The impact on market participants is equally significant. Traders rely on predictable relationships between schedules and flows to manage their positions and optimise their portfolios. When these relationships break down, the risk of imbalance increases. Positions that appear hedged based on commercial schedules may not align with actual physical outcomes, leading to unexpected costs or penalties. This adds a new dimension to trading risk, one that is closely linked to system behaviour rather than purely market dynamics.

The divergence also complicates the functioning of congestion management mechanisms. In integrated markets, congestion is typically managed through price signals and capacity allocation processes that reflect the scarcity of transmission resources. When physical flows diverge from commercial schedules, these mechanisms become less effective. Prices may not accurately signal congestion, and capacity allocation may not reflect actual system constraints. This undermines the efficiency of the market and can lead to distortions in both pricing and investment decisions.

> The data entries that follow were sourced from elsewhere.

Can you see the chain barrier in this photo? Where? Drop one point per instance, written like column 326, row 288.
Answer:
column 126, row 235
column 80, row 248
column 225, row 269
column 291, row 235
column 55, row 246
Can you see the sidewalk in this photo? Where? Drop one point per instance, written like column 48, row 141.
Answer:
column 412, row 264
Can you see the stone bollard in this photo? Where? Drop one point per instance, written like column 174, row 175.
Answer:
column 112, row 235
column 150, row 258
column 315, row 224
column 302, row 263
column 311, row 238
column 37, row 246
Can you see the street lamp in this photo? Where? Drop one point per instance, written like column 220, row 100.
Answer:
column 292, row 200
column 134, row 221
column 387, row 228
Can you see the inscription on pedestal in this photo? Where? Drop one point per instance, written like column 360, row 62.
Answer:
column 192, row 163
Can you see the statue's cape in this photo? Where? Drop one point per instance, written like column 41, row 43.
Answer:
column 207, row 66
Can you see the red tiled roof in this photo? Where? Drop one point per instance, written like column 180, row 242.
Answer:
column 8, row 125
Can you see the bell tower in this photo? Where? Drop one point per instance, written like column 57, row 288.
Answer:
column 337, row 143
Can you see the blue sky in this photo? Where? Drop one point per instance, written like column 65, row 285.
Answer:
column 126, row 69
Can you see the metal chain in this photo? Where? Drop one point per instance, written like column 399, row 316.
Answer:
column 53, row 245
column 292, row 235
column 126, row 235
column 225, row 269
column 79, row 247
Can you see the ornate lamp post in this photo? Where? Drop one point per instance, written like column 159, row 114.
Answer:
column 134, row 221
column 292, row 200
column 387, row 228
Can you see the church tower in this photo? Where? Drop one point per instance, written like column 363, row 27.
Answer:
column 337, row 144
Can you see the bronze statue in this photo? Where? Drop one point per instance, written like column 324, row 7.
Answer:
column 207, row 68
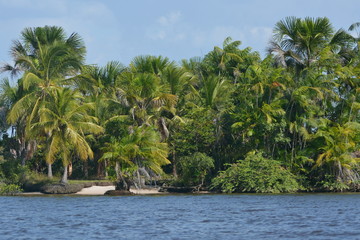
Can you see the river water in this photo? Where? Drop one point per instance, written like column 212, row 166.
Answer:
column 243, row 216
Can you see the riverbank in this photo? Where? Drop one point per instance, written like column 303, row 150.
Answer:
column 101, row 190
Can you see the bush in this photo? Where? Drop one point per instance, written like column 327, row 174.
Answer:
column 10, row 189
column 194, row 168
column 255, row 174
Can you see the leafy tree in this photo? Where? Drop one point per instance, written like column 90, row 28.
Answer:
column 66, row 123
column 139, row 152
column 256, row 174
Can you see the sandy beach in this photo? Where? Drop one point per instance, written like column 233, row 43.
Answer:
column 100, row 190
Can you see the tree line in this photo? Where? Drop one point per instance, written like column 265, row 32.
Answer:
column 230, row 119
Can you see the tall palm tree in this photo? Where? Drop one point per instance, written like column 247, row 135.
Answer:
column 298, row 42
column 140, row 151
column 46, row 57
column 66, row 121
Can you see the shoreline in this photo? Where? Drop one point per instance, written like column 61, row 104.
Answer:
column 100, row 191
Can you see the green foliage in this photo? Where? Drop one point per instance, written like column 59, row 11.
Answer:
column 194, row 168
column 10, row 189
column 256, row 174
column 300, row 105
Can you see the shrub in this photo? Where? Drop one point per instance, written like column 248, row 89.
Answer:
column 10, row 189
column 255, row 174
column 195, row 167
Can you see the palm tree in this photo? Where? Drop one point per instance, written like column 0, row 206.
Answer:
column 66, row 121
column 139, row 152
column 46, row 57
column 337, row 143
column 298, row 42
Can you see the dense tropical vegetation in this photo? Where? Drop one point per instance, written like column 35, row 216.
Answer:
column 229, row 120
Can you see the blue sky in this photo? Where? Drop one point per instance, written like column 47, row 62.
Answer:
column 120, row 30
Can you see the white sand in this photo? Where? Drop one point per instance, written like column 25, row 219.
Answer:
column 100, row 190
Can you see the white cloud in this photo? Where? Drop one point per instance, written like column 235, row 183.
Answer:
column 170, row 19
column 264, row 33
column 168, row 27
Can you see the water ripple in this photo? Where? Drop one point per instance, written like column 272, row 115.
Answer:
column 296, row 216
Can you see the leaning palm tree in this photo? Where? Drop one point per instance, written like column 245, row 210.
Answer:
column 46, row 57
column 298, row 42
column 141, row 152
column 66, row 121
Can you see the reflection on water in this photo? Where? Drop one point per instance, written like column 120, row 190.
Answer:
column 298, row 216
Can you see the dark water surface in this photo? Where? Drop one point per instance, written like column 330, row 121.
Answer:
column 298, row 216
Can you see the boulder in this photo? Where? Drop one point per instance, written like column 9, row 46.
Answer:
column 61, row 188
column 118, row 193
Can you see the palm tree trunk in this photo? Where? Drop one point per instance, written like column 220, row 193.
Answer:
column 65, row 175
column 86, row 169
column 50, row 170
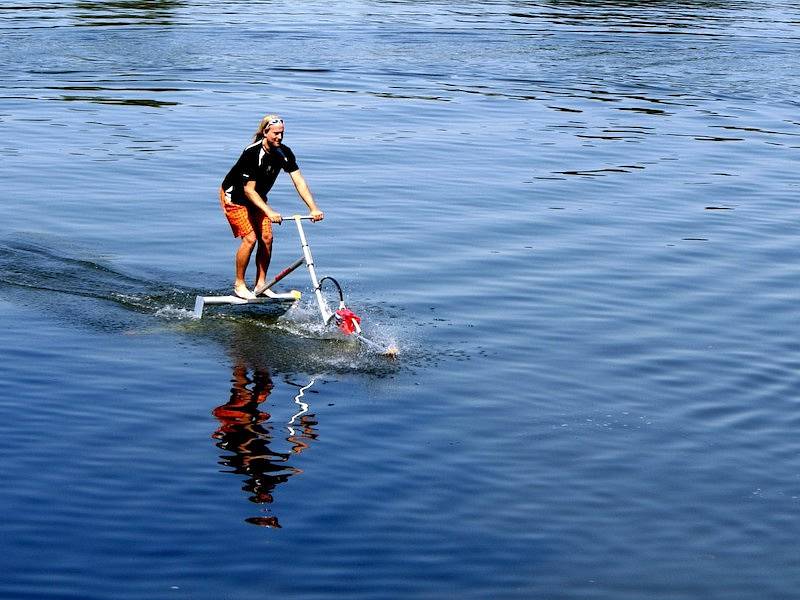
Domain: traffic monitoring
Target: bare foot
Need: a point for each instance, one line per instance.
(242, 292)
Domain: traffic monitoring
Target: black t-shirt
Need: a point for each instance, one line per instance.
(256, 164)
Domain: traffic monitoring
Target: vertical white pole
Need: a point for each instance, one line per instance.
(327, 314)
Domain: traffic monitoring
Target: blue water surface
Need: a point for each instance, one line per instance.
(576, 221)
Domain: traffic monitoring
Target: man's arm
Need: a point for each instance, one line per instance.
(305, 194)
(252, 195)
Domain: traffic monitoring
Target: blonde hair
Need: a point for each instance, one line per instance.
(263, 125)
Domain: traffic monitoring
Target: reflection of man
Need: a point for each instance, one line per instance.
(245, 434)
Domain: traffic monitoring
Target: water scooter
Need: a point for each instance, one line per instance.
(343, 318)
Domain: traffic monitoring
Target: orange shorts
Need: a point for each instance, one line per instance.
(244, 219)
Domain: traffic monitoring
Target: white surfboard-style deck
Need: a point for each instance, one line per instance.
(203, 301)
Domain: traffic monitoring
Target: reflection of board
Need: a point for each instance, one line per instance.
(279, 301)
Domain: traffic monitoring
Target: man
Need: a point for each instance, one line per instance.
(243, 195)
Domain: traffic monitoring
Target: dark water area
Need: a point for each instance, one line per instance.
(577, 221)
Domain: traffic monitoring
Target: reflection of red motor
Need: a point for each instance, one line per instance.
(348, 321)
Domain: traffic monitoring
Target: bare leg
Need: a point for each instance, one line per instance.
(242, 259)
(263, 256)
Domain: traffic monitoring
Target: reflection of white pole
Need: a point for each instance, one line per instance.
(303, 406)
(327, 314)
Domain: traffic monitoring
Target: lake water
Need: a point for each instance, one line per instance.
(577, 220)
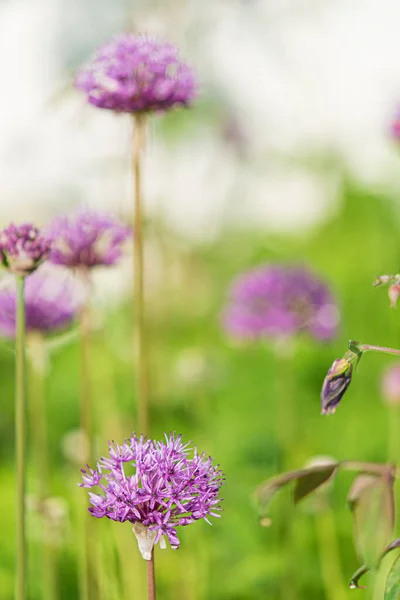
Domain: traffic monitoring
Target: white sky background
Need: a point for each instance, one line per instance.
(302, 78)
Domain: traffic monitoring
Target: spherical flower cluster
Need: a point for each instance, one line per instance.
(280, 301)
(137, 74)
(155, 486)
(23, 248)
(50, 304)
(87, 240)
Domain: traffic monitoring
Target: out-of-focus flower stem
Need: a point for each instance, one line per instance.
(38, 370)
(20, 439)
(86, 416)
(329, 554)
(138, 256)
(151, 581)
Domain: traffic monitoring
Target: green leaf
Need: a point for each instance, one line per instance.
(371, 500)
(307, 479)
(309, 483)
(392, 589)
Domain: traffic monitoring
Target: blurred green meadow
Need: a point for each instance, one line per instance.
(254, 410)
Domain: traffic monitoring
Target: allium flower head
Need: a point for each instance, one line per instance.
(156, 486)
(23, 248)
(87, 239)
(280, 301)
(50, 304)
(135, 73)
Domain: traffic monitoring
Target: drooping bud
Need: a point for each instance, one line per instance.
(394, 294)
(386, 279)
(336, 383)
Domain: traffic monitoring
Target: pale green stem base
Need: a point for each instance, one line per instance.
(20, 441)
(329, 554)
(38, 371)
(138, 263)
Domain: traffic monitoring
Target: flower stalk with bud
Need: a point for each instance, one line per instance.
(341, 372)
(138, 75)
(22, 250)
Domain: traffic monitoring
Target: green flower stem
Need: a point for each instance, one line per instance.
(329, 553)
(371, 348)
(138, 260)
(151, 581)
(87, 542)
(40, 447)
(20, 441)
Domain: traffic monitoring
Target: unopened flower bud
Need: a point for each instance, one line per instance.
(335, 384)
(391, 385)
(394, 293)
(23, 248)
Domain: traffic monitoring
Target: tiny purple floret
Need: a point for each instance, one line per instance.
(23, 248)
(50, 304)
(159, 485)
(277, 301)
(87, 239)
(135, 73)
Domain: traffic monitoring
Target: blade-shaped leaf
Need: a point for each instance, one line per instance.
(392, 588)
(310, 478)
(371, 500)
(364, 569)
(357, 576)
(309, 483)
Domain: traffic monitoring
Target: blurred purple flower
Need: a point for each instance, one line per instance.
(50, 304)
(391, 385)
(87, 240)
(156, 486)
(23, 248)
(280, 301)
(135, 73)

From a regulatory perspective, the challenge is to reconcile the objectives of CBAM with the operational requirements of the electricity system. CBAM is designed to align carbon costs across borders and prevent carbon leakage, but it does not directly account for the physical realities of electricity flows. The divergence observed in Q1 2026 suggests that additional coordination between market design and system operation may be necessary to ensure that policy objectives do not inadvertently compromise system stability.

One potential avenue for addressing this issue is the enhancement of cross-border coordination among TSOs. Improved data sharing, joint capacity calculation, and coordinated congestion management could help mitigate the impact of unscheduled flows. At the same time, greater clarity in the implementation of CBAM—particularly regarding the treatment of transit flows—could reduce the incentive for traders to alter schedules in ways that exacerbate divergence.

Another consideration is the potential evolution of market design to better integrate physical and commercial realities. This could include mechanisms that more accurately reflect the impact of unscheduled flows in pricing and settlement processes, or the development of tools that allow market participants to manage the risks associated with divergence more effectively. Such changes would require careful design to avoid introducing additional complexity or unintended consequences.

Looking ahead, the persistence of divergence between commercial schedules and physical flows will depend on how both market participants and policymakers respond to the new environment created by CBAM. If current patterns continue, the region may face increasing operational challenges, higher system costs, and a gradual erosion of market efficiency. Conversely, proactive measures to align policy, market design, and system operation could mitigate these risks and support a more stable transition to a carbon-adjusted trading framework.

What is clear from Q1 2026 is that the integration of carbon pricing into cross-border electricity trade has implications that extend beyond economics into the physical operation of the grid. The divergence between what is traded and what flows is a manifestation of this broader transformation—a signal that the system is adapting to new constraints but has not yet reached a new equilibrium. Managing this transition will be critical to ensuring that Southeast Europe’s electricity markets remain both efficient and secure in the evolving energy landscape.